Keywords

1 Introduction

We all are purview to the City of Troy story wherein few hundred years back, Greek soldiers undertook many attempts but unsuccessfully to capture the city of Troy. Eventually, they departed, leaving behind a large wooden horse, ostensibly as a gift. The citizens of Troy were too happy to accept the wooden horse but as it had to come about; a group of Greek soldiers came out of the horse late night handily and opened the gates for their paisanos, who easily dismissed the quiescent city.

Come to present, Trojan [1] as a term today is synonymous more with the IT Security incidents that have seen a phenomenal increase over a decade. For over a decade now, the IT Security domain loyalists have dedicated their energies, resources, domain knowledge, brainstorming sessions and investments into ensuring that the security is ensured for the user. And so the market today got an overplus of options too, viz., antivirus solutions, Firewalls, Internet Security Editions, UTMs, and the list goes on. These may be different technically in operating but there is one common thing in all these options that they all have a mechanism to detect the threats which are all software based. They have no way, no mechanism to thwart, or even think to detect a threat which is embedded deep inside the IC hardware. A threat is so obliterated to be seen, so unthinkable that for the panic struck solution providers it is like where to start from? How to do? What to do?
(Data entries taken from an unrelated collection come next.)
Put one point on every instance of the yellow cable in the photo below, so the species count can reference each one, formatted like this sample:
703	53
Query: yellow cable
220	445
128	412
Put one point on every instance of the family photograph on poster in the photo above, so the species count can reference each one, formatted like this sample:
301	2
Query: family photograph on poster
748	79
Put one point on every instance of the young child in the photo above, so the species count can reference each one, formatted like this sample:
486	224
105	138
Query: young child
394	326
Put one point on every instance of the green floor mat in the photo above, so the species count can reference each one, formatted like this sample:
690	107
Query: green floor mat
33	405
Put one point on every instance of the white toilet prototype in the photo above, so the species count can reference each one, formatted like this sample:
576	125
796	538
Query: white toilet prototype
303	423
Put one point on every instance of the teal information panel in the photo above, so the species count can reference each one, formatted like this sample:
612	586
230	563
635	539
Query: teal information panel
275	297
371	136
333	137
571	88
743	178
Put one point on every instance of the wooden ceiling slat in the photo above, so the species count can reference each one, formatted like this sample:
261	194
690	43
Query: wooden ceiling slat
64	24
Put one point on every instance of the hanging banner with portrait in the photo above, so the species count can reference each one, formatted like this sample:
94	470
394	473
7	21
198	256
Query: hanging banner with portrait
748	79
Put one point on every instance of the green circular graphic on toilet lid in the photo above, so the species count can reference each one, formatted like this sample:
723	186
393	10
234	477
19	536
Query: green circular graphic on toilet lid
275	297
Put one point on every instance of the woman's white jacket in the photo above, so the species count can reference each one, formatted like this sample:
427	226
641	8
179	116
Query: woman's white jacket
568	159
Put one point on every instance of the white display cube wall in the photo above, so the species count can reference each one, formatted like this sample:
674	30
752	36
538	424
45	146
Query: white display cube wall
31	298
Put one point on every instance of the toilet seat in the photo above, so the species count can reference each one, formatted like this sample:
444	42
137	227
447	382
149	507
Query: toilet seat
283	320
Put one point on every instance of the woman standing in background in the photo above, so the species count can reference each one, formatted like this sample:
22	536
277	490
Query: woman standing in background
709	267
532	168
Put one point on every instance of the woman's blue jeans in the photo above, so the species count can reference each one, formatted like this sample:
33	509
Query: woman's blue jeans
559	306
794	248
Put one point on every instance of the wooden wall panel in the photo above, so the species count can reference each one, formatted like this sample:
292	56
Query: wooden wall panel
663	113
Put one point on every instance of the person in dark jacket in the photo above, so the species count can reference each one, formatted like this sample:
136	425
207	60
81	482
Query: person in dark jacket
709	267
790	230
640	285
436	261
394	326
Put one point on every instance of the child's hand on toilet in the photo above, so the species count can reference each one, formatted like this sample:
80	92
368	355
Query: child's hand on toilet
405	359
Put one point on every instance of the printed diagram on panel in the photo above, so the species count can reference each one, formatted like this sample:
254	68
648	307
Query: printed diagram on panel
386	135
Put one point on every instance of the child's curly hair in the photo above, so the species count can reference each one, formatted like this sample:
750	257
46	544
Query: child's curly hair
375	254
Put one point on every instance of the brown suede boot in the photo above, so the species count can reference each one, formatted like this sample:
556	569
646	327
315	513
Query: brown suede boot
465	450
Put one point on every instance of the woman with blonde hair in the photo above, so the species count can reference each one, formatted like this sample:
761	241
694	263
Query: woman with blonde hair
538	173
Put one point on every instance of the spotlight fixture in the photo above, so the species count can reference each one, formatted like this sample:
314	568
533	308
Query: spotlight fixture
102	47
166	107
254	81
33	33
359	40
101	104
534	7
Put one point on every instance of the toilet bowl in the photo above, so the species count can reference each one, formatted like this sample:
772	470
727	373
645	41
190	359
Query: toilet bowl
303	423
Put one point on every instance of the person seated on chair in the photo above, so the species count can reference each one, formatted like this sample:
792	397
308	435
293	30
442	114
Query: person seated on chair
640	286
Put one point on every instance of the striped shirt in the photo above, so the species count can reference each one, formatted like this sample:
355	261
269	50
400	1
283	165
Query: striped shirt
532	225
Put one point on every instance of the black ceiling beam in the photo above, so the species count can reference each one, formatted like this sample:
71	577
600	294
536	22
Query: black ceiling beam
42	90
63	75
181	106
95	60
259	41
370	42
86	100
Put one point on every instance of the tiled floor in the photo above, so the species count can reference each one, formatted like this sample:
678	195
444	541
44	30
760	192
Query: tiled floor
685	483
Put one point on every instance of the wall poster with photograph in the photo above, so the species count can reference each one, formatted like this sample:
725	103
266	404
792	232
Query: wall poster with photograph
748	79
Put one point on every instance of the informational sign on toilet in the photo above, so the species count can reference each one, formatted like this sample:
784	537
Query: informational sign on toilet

2 Defining Hardware Trojan

A Hardware Trojan [2] is a designed alteration of an IC ensuing in the undesired conduct of an electronic device when desired to be in operation with a malicious intent without the knowledge of the user. This undesired conduct in the IC may take any of the forms, viz., Logic Modification which might involve placing an additional logic gate with an optional activation programmed to give unlooked-for output signal leading to overall error result or it can be an Electrical modification that would falsify the timing characteristics of IC by doing Extra capacitive loading on a circuit path.

2.1 Hardware Trojans: Origin and Penetration

Hardware Trojan came into being primarily imputed to outsourcing the fabrication and design to third parties attributed to the huge scales of requirements and economies involved. Now, this small modification can be in place anywhere of a corporate house infrastructure, household chores appliances, or even military and defense COTS equipment.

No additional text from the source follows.